Uneven Merge Shuffle

This is will probably be the first installment in a series of posts about an online multiplayer word game I’m developing as a side project: Snatch!. The process has brought up a lot of interesting topics, and I would like to share some of them.

The central mechanic of the game is that letter tiles are periodically pulled from a bag and players must make words out of them. During testing, we quickly realized that long runs of vowels or consonants make for poor gameplay. We needed the tiles to be random, but not too random. Internally, Python uses a Fisher-Yates Shuffle which guarantees a perfect shuffle, has a chance to clump vowels and consonants together. In this short example, we have a bag containing only the consonant c and vowel A:

letters = list('ccccccccccccAAAAAAAA')
random.shuffle(letters)
print ''.join(letters)
# produces: cccccAAAcAcAcccAAccA

From this short example of 20 letters, we can already see that the first 5 letters are consonants and words can’t be made until the next tile is drawn from the bag. We must decrease the chance that situations like this occurs. It is also worth noting that 60% of the letters are consonants, because English words tend to use them more frequently.

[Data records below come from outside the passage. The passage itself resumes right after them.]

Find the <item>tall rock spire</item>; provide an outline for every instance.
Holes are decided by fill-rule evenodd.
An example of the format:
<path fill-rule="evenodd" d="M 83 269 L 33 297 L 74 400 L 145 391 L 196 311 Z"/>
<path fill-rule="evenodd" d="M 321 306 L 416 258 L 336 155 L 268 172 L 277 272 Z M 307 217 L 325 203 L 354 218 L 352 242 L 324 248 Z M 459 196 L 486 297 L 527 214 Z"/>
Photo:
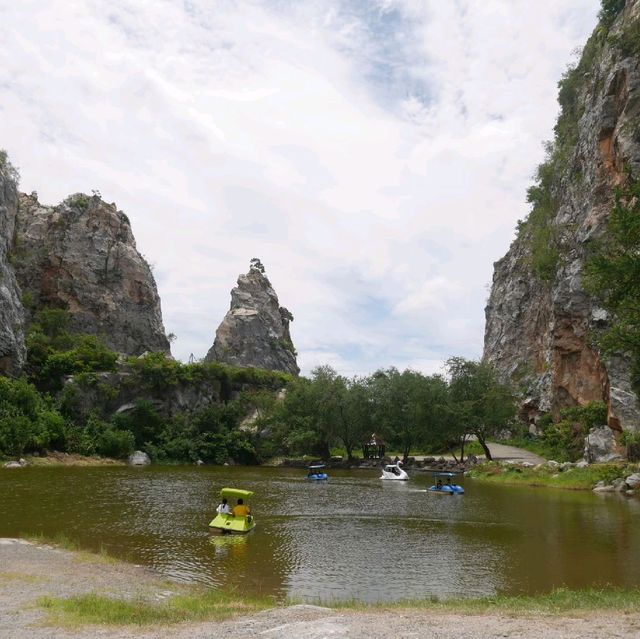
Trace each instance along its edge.
<path fill-rule="evenodd" d="M 280 306 L 260 260 L 238 277 L 231 291 L 231 308 L 216 331 L 207 362 L 253 366 L 292 375 L 300 372 L 289 334 L 293 315 Z"/>

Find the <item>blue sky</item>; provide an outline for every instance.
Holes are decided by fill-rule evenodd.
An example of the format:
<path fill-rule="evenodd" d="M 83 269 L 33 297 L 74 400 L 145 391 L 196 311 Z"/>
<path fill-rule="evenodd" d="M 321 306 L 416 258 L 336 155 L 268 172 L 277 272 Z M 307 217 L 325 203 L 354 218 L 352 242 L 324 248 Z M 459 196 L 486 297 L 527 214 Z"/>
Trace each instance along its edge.
<path fill-rule="evenodd" d="M 202 357 L 249 260 L 303 372 L 479 357 L 597 0 L 0 0 L 0 148 L 98 189 Z"/>

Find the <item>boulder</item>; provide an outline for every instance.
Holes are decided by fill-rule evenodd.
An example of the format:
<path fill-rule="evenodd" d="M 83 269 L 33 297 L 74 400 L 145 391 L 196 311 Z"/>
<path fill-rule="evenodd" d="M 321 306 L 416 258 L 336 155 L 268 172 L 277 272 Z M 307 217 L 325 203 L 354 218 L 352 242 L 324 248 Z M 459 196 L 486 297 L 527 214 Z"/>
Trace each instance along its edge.
<path fill-rule="evenodd" d="M 589 462 L 582 459 L 576 464 L 576 468 L 586 468 L 588 465 Z"/>
<path fill-rule="evenodd" d="M 151 463 L 151 458 L 147 453 L 141 450 L 136 450 L 135 453 L 129 455 L 130 466 L 148 466 Z"/>
<path fill-rule="evenodd" d="M 584 460 L 589 463 L 620 461 L 623 457 L 616 451 L 616 440 L 608 426 L 595 426 L 589 430 L 584 441 Z"/>
<path fill-rule="evenodd" d="M 640 486 L 640 473 L 633 473 L 633 475 L 629 475 L 624 482 L 631 490 L 635 490 Z"/>
<path fill-rule="evenodd" d="M 550 459 L 547 462 L 547 467 L 555 470 L 556 468 L 560 468 L 560 462 L 555 461 L 555 459 Z"/>
<path fill-rule="evenodd" d="M 625 480 L 622 477 L 618 477 L 617 479 L 614 479 L 611 482 L 611 485 L 613 486 L 613 489 L 617 493 L 622 493 L 627 490 L 627 484 L 625 483 Z"/>
<path fill-rule="evenodd" d="M 600 482 L 598 482 L 600 483 Z M 593 488 L 593 492 L 594 493 L 612 493 L 615 491 L 615 488 L 613 486 L 609 485 L 604 485 L 604 482 L 602 482 L 602 486 L 598 486 L 597 484 L 594 486 Z"/>
<path fill-rule="evenodd" d="M 23 465 L 17 461 L 10 461 L 4 464 L 3 468 L 23 468 Z"/>

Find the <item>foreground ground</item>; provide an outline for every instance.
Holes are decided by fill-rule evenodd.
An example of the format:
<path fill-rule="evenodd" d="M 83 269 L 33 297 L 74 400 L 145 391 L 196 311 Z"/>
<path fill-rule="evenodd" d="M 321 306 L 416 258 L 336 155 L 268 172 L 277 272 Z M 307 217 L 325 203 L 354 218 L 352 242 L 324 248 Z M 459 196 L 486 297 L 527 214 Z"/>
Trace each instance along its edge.
<path fill-rule="evenodd" d="M 181 588 L 146 569 L 108 558 L 71 552 L 23 540 L 0 539 L 0 637 L 3 639 L 576 639 L 640 636 L 637 605 L 629 610 L 517 614 L 456 614 L 419 608 L 332 609 L 289 606 L 261 612 L 235 609 L 223 621 L 155 626 L 72 625 L 57 621 L 42 607 L 43 597 L 68 598 L 99 593 L 162 605 Z M 184 589 L 182 589 L 184 591 Z"/>

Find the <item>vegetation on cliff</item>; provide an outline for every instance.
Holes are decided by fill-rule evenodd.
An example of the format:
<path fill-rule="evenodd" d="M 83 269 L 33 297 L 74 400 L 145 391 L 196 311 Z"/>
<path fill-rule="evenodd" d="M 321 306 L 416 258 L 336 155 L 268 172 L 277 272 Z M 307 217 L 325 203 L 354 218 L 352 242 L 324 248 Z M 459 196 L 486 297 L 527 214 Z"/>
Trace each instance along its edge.
<path fill-rule="evenodd" d="M 609 312 L 599 344 L 633 357 L 633 385 L 640 390 L 640 181 L 629 176 L 616 191 L 607 233 L 592 245 L 587 284 Z"/>
<path fill-rule="evenodd" d="M 558 82 L 560 114 L 553 141 L 546 143 L 545 161 L 536 170 L 534 184 L 527 191 L 531 211 L 525 220 L 518 222 L 518 236 L 530 247 L 533 272 L 546 282 L 556 275 L 563 252 L 562 236 L 570 230 L 552 223 L 558 212 L 562 179 L 572 172 L 576 181 L 581 179 L 571 162 L 578 142 L 578 125 L 585 111 L 581 93 L 591 80 L 596 57 L 603 46 L 612 41 L 609 29 L 624 5 L 625 0 L 602 1 L 596 29 L 578 60 L 567 68 Z"/>
<path fill-rule="evenodd" d="M 25 376 L 0 378 L 0 457 L 47 450 L 126 457 L 139 448 L 161 461 L 255 463 L 261 439 L 240 423 L 290 381 L 272 371 L 181 364 L 163 353 L 123 360 L 98 337 L 71 333 L 60 309 L 36 315 L 27 344 Z M 161 401 L 147 399 L 202 385 L 219 401 L 167 415 Z M 127 411 L 110 410 L 123 387 L 138 399 Z M 83 393 L 94 400 L 88 413 L 79 409 Z"/>

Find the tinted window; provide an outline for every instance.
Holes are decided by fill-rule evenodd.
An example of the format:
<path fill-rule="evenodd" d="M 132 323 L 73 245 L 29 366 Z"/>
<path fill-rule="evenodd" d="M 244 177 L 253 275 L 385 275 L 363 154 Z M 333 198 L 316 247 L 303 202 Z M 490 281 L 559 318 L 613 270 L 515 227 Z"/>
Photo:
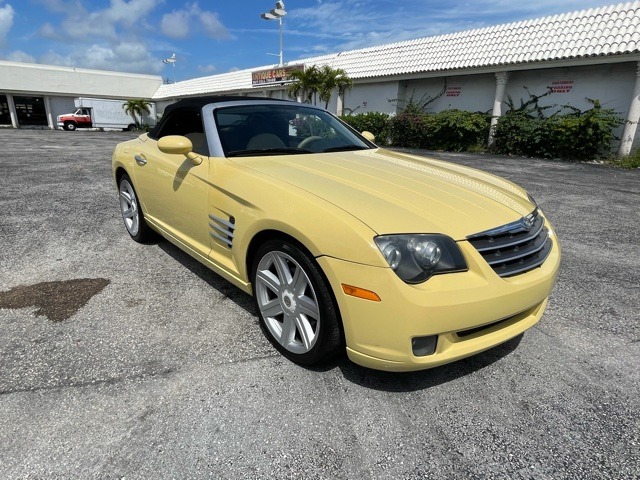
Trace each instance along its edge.
<path fill-rule="evenodd" d="M 373 147 L 328 112 L 301 104 L 223 107 L 215 110 L 214 115 L 222 148 L 228 156 Z"/>
<path fill-rule="evenodd" d="M 202 116 L 199 110 L 174 110 L 162 119 L 156 138 L 168 135 L 182 135 L 191 140 L 193 151 L 201 155 L 209 155 Z"/>

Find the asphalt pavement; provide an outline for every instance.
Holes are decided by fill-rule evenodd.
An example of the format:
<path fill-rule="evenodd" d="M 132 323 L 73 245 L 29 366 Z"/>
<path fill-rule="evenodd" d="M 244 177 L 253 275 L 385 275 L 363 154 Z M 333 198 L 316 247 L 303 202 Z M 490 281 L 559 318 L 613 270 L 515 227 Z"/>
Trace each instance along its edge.
<path fill-rule="evenodd" d="M 0 478 L 640 478 L 640 170 L 431 153 L 551 219 L 545 316 L 433 370 L 306 369 L 250 297 L 129 238 L 134 135 L 0 130 Z"/>

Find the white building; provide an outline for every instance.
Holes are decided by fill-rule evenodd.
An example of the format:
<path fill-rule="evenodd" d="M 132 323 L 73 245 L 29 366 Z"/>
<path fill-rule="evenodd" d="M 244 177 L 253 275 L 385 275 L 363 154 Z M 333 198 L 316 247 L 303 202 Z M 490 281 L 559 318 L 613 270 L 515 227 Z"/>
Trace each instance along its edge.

Another approach could be to evenly interleave the two, ie. cAccAccAccAccAccAccA, but being too predictable is also not good for gameplay.

A third naive approach of statistically pulling vowels or consonants also exhibits this problem long runs of characters:

consonants = list('cccccccccccc')
vowels = list('AAAAAAAA')
output = []
while consonants and vowels:
    if random.random() < .4:
        output.append(vowels.pop())
    else:
        output.append(consonants.pop())
# append the leftovers
output.extend(vowels + consonants)
print ''.join(output)
# produces: cAccccccccccAAcAAAAA

So, this is the solution I’ve come up with, which I’m calling an “Uneven Merge Shuffle.” The basic premise is to subdivide the list of consonants and vowels near (but not at!) the middle, and recursively merge the pieces. The base case is: if one list is empty, then the other list is returned. Here’s an example of shuffling two short lists:

Inductive Case: Split each list near the middle.
(cccccc, AAAA)
(cccc, AA) + (cc, AA)
(ccc, A) + (c, A) + (, A) + (cc, A)
(c, A) + (cc, ) + (c, A) + (, A) + (, A) + (cc, )
(c, ) + (, A) + (cc, ) + (, A) + (c, ) + (, A) + (, A) + (cc, )

Base Case: If a list is empty, return the other
c + A + cc + A + c + A + A + cc

Output: Join the result
cAccAcAAcc

The main idea is to spread both lists out evenly, but not perfectly. And here it is a naive implementation in python:

def random_pivot(x):
    # Choose a pivot near the middle
    # 45 / 100 and 55 / 100 are tunable parameters
    lx = len(x) + 1
    lower = lx * 45 / 100
    upper = lx * 55 / 100

    return random.randint(lower, upper)

def uneven_merge_shuffle(a, b):
    if not a:
        return b
    if not b:
        return a

    pa = random_pivot(a)
    pb = random_pivot(b)

    return (
        uneven_merge_shuffle(a[:pa], b[:pb]) +
        uneven_merge_shuffle(a[pa:], b[pb:])
    )

consonants = list('cccccccccccc')
vowels = list('AAAAAAAA')
output = uneven_merge_shuffle(consonants, vowels)
print ''.join(output)
# produces: AcAccAcAccAcccAcAcAc

The random_pivot() function chooses a splitting point in the list roughly between 45% and 55% of the length.

I’ll leave the analysis as an exercise for the reader, but the time complexity of this function is O(N); The space complexity is also O(N) with a large constant factor because every slice operation has to make a copy of that piece of the list. Realizing that the entire operation is depth-first, we can build the resulting list incrementally instead:

def uneven_merge_shuffle(a, b):
    out = []

    def random_pivot(x, y):
        l = y - x + 1
        lower = x + l * 45 / 100
        upper = x + l * 55 / 100

        return random.randint(lower, upper)

    def recur(ax, ay, bx, by):
        if ax == ay:
            out.extend(b[bx:by])
            return
        if bx == by:
            out.extend(a[ax:ay])
            return

        ap = random_pivot(ax, ay)
        bp = random_pivot(bx, by)

        recur(ax, ap, bx, bp)
        recur(ap, ay, bp, by)
        return

    recur(0, len(a), 0, len(b))

    return out

consonants = list('cccccccccccc')
vowels = list('AAAAAAAA')
output = uneven_merge_shuffle(consonants, vowels)
print ''.join(output)
# produces: cAcAAcAcccAccAcAccAc

There are definitely improvements to be made to increase performance like: finding an in-place solution using only swap operations, use multiply–>bit-shifting instead of division, and handling common base cases… but this is good enough for now.

Written on Jan 19, 2018 about Code, Python, Algorithm and Snatch.